I believe my son has the ultimate say in the choice of his religion. At the same time, it would be silly to suggest that I let my six-year-old navigate the crowded marketplace of religion alone.
As an atheist father of five I have some perspective on raising secular kids. In my small circle of secular friends, I’m an oddity with my oversized family. I’m often confused for a Mormon in my mountain west community, overrun as it is with members of the LDS religion. The idea that atheists or secular Americans should—or even can—raise children religiously “neutral” ignores the raging tempest of religious compulsion that is everyday America.
Contrary to what critics might think, I avoid talking about religion as much as possible with my young children. I would rather they were not confronted with such complex and emotional topics until they are a little older, but I’m completely unable to shield them.
As only one of many examples, very recently a well meaning lady and family friend babysat our two youngest children, aged four and six. At some point, she told our children that “Jesus died for your sins and now he lives in Heaven.” It had no impact on my four-year-old, but my son, Ray, who is six, hasn’t stopped talking about it since.
“Daddy, I believe in Jesus, don’t you?” He asked me right after we picked him up.
“I don’t believe in Jesus, son,” I said. “But a lot of people do. Someday when you get older, you can decide for yourself what to believe.”
I tried to leave it, but Ray won’t let it slide. The other day he asked me more questions about Heaven and then, more alarming, about Hell.

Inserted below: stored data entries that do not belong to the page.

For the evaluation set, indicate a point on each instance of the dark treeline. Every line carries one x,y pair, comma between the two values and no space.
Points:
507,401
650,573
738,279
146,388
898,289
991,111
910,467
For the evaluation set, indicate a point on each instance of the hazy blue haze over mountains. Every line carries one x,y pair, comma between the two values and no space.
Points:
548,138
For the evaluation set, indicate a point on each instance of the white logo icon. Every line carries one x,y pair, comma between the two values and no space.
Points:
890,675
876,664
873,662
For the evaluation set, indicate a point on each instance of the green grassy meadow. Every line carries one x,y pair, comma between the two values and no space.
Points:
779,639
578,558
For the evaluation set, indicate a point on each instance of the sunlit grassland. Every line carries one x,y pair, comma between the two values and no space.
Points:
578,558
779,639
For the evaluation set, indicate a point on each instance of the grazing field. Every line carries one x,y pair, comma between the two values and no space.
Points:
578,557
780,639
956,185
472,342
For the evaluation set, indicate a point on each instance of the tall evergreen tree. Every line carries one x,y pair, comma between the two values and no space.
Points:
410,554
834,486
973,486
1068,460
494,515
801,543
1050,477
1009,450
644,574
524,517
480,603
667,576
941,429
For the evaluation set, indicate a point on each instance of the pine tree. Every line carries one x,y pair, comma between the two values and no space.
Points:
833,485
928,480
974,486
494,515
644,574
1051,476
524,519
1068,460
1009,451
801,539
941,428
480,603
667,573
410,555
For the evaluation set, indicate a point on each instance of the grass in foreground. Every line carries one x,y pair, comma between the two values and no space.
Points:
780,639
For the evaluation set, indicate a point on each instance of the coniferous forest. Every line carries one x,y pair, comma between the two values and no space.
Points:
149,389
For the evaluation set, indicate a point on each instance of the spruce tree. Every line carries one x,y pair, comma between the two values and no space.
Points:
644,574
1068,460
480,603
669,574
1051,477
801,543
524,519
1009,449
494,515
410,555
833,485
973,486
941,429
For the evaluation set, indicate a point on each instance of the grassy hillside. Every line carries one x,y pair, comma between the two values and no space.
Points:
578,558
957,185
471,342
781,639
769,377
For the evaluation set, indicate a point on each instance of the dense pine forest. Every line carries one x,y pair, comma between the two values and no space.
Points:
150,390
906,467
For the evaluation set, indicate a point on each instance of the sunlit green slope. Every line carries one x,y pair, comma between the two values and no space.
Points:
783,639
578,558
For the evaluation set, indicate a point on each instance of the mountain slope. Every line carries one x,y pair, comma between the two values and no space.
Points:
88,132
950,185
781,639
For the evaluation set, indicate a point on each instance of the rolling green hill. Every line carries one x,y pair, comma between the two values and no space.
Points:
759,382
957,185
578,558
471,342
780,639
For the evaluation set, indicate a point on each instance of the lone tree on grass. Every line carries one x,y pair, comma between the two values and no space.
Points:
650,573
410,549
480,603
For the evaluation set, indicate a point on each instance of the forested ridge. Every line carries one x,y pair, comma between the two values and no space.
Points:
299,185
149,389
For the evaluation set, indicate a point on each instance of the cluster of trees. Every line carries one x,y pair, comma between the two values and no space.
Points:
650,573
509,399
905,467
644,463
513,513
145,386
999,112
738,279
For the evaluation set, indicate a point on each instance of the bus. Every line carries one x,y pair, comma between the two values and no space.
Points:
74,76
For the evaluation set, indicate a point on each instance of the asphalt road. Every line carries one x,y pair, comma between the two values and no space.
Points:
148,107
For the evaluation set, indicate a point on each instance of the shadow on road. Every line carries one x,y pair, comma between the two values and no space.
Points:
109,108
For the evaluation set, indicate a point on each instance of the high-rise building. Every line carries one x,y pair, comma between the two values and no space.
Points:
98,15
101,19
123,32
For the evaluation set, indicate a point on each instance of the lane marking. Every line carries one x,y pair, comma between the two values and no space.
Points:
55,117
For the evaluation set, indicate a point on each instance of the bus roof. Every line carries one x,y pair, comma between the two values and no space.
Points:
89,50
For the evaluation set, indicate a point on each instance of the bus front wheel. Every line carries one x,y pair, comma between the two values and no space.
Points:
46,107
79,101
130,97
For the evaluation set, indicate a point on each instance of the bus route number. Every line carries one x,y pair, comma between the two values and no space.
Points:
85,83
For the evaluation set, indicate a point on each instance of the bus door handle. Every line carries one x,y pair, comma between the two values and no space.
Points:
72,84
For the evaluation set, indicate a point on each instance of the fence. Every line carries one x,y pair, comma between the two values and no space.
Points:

I answered him the same way, telling him that I don’t believe in Heaven or Hell, but it’s okay for him to believe what he likes. Ray eventually got mad at me.
“Why don’t you believe in Heaven, Dad? I believe in Heaven. Jesus lives in heaven.” Ray is sometimes manic, so he went on and on until I could change the subject. He has a vivid imagination, and he’s superstitious, emotional and trusting. He’s a great mark for anyone in need of converts or souls. I wish he had a chance to grow up a little before having to tackle the afterlife.
What is an atheist dad to do? I don’t want to tell Ray what to believe, and I refuse to force him into a box of believer, atheist or agnostic. Unlike fundamentalist parents, I believe my son has the ultimate say in the choice of his religion. At the same time, it would be silly to suggest that I let my six-year-old navigate the crowded marketplace of religion alone.
All I can do is answer Ray’s questions the best I can. He might end up as a Christian, even a preacher, which would be fine with me. As a parent, all I can do is share what I believe, and it’s up to my kids to decide where to go from there. I’m luckier than most secular parents, because I’ve been through it before with my older kids. They have always made good decisions with the inadequate information I could give them. I’m not on earth to tell any adult how to live, so I often wonder why religious people feel justified when ramming their personal “convictions” down my children’s throats. I also wonder how many strong Christian parents would be okay with an atheist son or a Wiccan daughter.
I agonize over what to say to my kids on this topic, always conscious of their religious autonomy, and it drives me crazy when people make cheap, easy jokes about atheist parents being just like religious parents, pushing their dogmas on their kids. Thoughtful secular parents are not trying to raise children to follow in our atheist footsteps. It’s all so infuriating as I struggle to give my children the time to decide for themselves what to become, without interference from the religious peanut gallery.